Может, она и вены резала, чтобы на меня тень накинуть, и вешалась по той же причине, зная, что я приду? — подумал Васька. — Да нет… Это у нее свои счеты с собой, со своей дуростью. Она же ненормальная. А меня она в производители записала для маскировки. Я убедительный. Вот он я. Лови Ваське хотелось подойти к Мане и дать ей пощечину. Ну хотя бы в глаза заглянуть. Но к нему по ступенькам уже бежала Манина мачеха.
— Здравствуйте, — сказала она. — Очень рада вас видеть. — Вынула из кармана плаща узкую пачку Казбека, протянула ему и вдруг смутилась, стала грустной, задумчивой. — Может, вы нас немного проводите? Я впервые вижу белые ночи. Это так непривычно, так чудно.

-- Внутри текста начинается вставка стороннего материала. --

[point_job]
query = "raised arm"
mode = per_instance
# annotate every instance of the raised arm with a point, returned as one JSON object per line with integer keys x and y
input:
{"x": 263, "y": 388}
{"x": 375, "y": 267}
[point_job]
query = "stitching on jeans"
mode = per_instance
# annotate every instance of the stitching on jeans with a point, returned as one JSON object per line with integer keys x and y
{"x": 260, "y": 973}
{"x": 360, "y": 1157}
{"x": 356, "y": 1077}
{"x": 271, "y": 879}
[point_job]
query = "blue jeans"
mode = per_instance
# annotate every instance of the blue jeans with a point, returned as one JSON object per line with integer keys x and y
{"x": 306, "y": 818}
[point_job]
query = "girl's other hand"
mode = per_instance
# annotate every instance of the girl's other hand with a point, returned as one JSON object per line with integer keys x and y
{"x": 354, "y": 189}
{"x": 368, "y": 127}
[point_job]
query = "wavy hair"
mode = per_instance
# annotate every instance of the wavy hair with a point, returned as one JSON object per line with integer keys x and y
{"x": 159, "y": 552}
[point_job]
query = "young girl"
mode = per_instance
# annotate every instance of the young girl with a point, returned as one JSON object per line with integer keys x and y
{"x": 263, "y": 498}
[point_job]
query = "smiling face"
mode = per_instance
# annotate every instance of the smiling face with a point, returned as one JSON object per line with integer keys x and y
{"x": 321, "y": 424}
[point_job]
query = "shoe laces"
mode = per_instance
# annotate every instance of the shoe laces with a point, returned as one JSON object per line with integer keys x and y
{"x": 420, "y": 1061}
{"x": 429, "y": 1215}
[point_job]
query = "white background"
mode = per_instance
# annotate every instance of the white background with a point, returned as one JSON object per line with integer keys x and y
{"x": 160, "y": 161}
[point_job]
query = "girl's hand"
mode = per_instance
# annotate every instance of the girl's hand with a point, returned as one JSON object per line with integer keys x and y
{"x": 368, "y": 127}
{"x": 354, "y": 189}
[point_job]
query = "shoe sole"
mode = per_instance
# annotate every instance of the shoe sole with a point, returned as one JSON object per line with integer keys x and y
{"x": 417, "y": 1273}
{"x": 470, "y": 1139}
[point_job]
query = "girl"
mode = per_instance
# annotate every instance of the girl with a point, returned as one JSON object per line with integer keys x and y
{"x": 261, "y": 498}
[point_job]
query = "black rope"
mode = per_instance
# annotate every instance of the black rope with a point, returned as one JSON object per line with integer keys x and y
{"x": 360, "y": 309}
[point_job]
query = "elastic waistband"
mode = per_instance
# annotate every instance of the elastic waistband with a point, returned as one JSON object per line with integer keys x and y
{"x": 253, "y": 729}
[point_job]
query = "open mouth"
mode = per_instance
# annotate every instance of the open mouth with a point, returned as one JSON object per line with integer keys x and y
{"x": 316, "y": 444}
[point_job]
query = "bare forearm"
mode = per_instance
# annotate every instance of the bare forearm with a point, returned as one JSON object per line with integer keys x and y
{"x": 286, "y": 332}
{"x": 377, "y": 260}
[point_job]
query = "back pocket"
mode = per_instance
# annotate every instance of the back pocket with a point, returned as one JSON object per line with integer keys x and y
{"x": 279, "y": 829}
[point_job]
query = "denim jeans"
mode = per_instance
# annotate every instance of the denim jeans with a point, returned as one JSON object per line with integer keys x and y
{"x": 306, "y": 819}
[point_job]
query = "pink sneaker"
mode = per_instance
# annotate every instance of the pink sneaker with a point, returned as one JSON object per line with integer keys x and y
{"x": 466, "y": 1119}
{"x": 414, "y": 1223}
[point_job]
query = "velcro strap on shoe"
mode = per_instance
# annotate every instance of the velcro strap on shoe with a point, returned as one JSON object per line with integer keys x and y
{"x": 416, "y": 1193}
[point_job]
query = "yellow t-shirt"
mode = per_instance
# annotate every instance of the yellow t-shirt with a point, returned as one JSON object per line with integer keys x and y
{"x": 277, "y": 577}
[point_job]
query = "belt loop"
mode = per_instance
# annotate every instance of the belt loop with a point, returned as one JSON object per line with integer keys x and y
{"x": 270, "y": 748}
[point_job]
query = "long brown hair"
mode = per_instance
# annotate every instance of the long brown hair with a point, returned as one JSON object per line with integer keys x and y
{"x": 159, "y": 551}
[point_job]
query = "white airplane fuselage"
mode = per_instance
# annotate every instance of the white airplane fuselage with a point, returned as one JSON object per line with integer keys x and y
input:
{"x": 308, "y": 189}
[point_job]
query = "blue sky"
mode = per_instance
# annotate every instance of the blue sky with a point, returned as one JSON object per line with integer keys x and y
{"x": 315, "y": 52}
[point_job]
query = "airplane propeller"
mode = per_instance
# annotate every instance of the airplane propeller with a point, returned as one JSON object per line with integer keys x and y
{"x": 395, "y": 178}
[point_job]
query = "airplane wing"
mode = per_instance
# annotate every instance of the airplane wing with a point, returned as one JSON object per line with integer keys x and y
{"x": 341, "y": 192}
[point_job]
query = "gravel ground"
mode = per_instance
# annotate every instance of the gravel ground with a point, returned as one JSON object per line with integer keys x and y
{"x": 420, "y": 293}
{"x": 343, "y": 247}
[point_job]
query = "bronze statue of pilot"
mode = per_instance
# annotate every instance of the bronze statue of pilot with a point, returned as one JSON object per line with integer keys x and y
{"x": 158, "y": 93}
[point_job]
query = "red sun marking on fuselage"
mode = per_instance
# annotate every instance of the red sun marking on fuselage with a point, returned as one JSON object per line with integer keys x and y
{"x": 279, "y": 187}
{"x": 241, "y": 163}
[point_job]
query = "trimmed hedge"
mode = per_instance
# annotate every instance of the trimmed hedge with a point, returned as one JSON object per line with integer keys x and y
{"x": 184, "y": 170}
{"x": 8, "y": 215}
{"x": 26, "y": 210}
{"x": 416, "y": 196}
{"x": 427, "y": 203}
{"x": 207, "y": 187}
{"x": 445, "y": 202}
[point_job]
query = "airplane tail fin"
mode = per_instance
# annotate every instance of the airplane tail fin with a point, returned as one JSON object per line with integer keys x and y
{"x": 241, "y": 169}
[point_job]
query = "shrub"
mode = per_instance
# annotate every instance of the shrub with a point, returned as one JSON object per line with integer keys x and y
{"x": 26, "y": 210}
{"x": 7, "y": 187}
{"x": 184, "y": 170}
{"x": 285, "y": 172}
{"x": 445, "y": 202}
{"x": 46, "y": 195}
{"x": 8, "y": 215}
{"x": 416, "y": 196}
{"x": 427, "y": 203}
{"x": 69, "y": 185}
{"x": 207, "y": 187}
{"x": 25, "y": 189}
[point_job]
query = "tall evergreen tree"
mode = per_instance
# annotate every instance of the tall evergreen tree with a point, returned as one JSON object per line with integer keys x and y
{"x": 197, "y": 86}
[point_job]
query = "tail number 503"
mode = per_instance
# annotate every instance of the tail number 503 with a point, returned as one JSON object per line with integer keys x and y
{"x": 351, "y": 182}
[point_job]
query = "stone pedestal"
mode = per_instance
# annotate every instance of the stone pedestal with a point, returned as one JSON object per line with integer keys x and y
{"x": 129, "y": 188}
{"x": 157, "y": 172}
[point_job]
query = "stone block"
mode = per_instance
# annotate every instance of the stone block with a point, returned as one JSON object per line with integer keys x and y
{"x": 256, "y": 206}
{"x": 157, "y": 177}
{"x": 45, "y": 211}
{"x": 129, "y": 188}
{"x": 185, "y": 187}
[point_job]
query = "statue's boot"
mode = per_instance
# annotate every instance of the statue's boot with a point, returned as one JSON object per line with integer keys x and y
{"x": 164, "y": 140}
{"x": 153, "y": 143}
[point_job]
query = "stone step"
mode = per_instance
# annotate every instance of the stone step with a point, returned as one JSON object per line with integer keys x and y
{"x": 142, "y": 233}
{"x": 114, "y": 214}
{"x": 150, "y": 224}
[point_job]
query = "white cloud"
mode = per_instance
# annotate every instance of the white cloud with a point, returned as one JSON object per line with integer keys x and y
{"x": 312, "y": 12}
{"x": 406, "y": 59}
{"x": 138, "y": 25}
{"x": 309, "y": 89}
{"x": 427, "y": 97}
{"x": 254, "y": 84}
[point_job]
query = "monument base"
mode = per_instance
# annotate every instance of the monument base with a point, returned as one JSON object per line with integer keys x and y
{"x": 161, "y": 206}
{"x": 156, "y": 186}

— Еще самое начало ночей, — сказал Васька, тоже смущаясь. — Сейчас, только ботинки надену… Ну, пацаны, всего. Ни пуха вам ни пера.
Мальчишки, как полагается, вежливо послали его к Черту.
Васька шел рядом с Маниной мачехой, звали ее Ирина. Маня шла впереди и уходила все дальше и дальше во тьму подсознания и ассоциативных форм памяти, Маня, которая спала на его плече, благоухая щами и одеколоном.
Зато мачеху Васька будто сфотографировал тем утром и видел ее часто в себе, и образ ее вызывал в нем некий спокойный внутренний свет, освещавший своды его души: свет этот не создавал широкого круга, но был тепл, как прикосновение ребенка.
Однажды, много лет спустя, после осенней выставки, к нему пришел старый, тепло одетый мужчина и сказал, извинившись:
— Я бы хотел приобрести вашу картину. Она называется Утро. На ней изображена моя жена. По крайней мере такой она была в молодости.
Васька нашел картину. Они еще стояли у стены, недавно привезенные из выставочного зала, — на полотне была изображена молодая женщина с ребенком на руках.
— А вот детей у нас, к сожалению, нет, — сказал старый человек. — Ирину ранило — бомбили. Я сам ее прооперировал. Да, детей у нас, к сожалению, нет. Есть внучка. На первом курсе медицинского. Ее мать тоже медик.
Васька шагал, держа Манину мачеху под руку. Мачеха была оживленна. Желая отметить в разговоре что-то заслуживающее внимания, она прижимала Васькину руку к своему теплому боку. У нее были ровные белые зубы, подвижные губы, побуждающие говорить, мохнатые детские ресницы и добрые, чуть насмешливые глаза. Она могла бы, как его одноклассница Вера, запросто обнять его, он бы не удивился, потому что у нее были глаза сестры.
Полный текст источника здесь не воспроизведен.